Brian Elder, the line haul manager of FedEx Ground in Ellenwood, was deposed and said that the route of 666 miles was close to the limit of the maximum distance a driver can cover within an eleven hour period safely and that the route was assigned by FedEx Ground and bid upon by Callahan Enterprises. He said that there are about thirty hubs in the United States similar to the Ellenwood, Georgia hub and that FedEx did not have a system in place to train the contractors’ drivers, nor did it have a system in place to make sure the drivers were trained by the contractors on an ongoing basis. Elder indicated that the safety meetings that FedEx Ground holds are voluntary and that drivers of contractors are not required to attend them. Elder stated that if Jones got too tired and pulled over, FedEx Ground would recover the load with another driver.

There is no requirement by FedEx Ground to make sure the contractors have their drivers receive recurring periodic training. FedEx Ground has not to date taken any responsibility for systematic and ongoing training of contractors’ drivers.

The damage to the young man who eventually died of his injuries was severe. His CAT scan demonstrated intracranial trauma with hemorrhage, as well as facial fractures. We deposed the treating neurosurgeon and asked him to confirm the various nursing documents showing that he had present cough, gag and other reflexes, he had corneal reflexes, responded to sternal rub and pressure on his supraorbital notches, and postured in response to pain. The defense argued that the young boy did not experience pain because his brain damage was so severe, but this assertion was belied by the daily nursing records which documented responses to painful stimuli. Conscious pain and suffering was an important part of our claim. The neurosurgeon stated that he felt the injuries sustained in the tractor trailer wreck caused the death.

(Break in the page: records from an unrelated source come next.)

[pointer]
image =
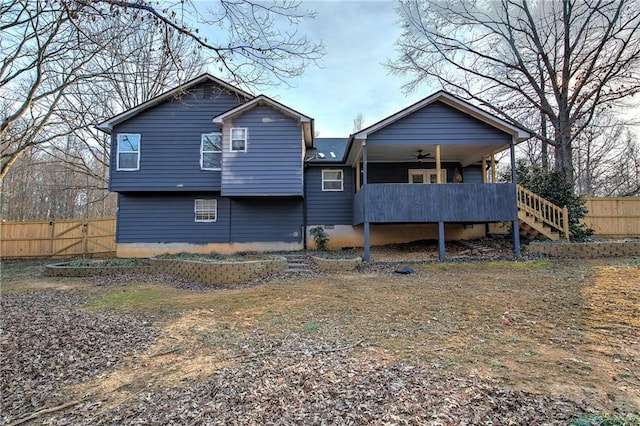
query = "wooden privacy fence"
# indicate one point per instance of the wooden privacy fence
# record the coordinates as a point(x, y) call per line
point(614, 217)
point(61, 238)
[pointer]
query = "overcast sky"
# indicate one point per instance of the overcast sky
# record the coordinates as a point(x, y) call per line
point(359, 37)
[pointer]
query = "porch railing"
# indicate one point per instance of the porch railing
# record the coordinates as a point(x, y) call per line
point(541, 210)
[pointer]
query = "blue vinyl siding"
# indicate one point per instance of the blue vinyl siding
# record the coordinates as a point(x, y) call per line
point(438, 123)
point(399, 172)
point(170, 143)
point(169, 218)
point(272, 164)
point(329, 207)
point(276, 219)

We had custom anatomical diagrams created by the Doe Report, Medical Legal Art and Medivisuals, as well as having enlargements of the CT scans, x-rays and MRI’s made. We also had an animation of the brain damage created.

Because the young man was studying to become a minister in Haiti, we elected not to use an economist because lifetime earnings would be too low. The young man was an accomplished artist, musician and role model for many in his community. He was an A student. Fellow divinity students in Mexico described the young man as wonderful character, who acted much older than he really was and was a role model to other students. His life at the university in Mexico was about work, service, studying and preaching the Word and Bible study. The deceased young man played the guitar, the piano and the violin and spoke four languages. He contributed to the happiness of the entire student body.

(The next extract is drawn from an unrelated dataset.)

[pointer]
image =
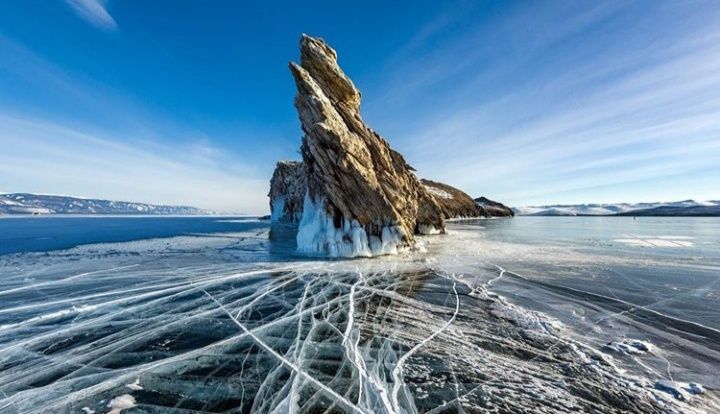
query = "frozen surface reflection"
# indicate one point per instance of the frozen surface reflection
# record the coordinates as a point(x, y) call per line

FedEx requested a mediation after about four depositions and a rather low offer was made. The initial demand had been $20 million, which probably helped to set a high insurance company reserve for the claim. The mediation lasted all day and included many anatomical diagrams, enlargements of the accident scene, power points and the like. In hindsight, it is clear that FedEx requested the early mediation to buy the case cheaply or test the resolve of the plaintiffs.

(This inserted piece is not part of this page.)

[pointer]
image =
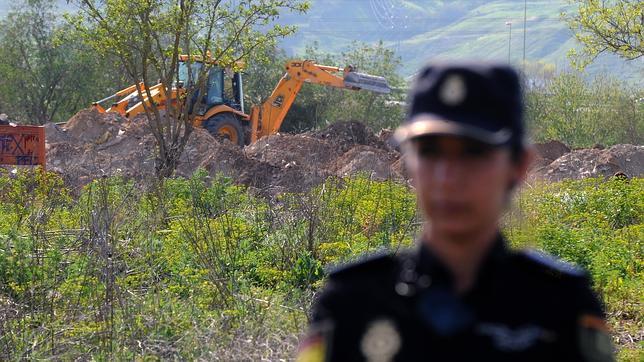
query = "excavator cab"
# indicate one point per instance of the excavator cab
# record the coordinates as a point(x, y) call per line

After another thirteen depositions and eight more months of litigation, another mediation occurred and again the case did not settle. Within a month after the second mediation, with a specially set trial looming, the wrongful death case was settled for a confidential amount. This was a hard fought case for all of the lawyers concerned. FedEx was ably represented by an Atlanta law firm and a lawyer who specialized in trucking litigation. Without the contribution of the experienced Plaintiffs’ lawyers and their skilled experts on liability and damages, we feel that this case would not have been settled prior to trial. With a special setting for trial looming and trial preparation underway, the case did finally settle and we feel that the award was excellent.

It was an honor to have been associated in the case by APITLA Chairman, Dan Ramsdell. Together with the hard work and expertise of Ft. Lauderdale, Florida counsel, Matthew Bavaro, Dan and I were able to successfully conclude this matter. The pastor father of the deceased structured his settlement and created a foundation for orphaned children in Haiti.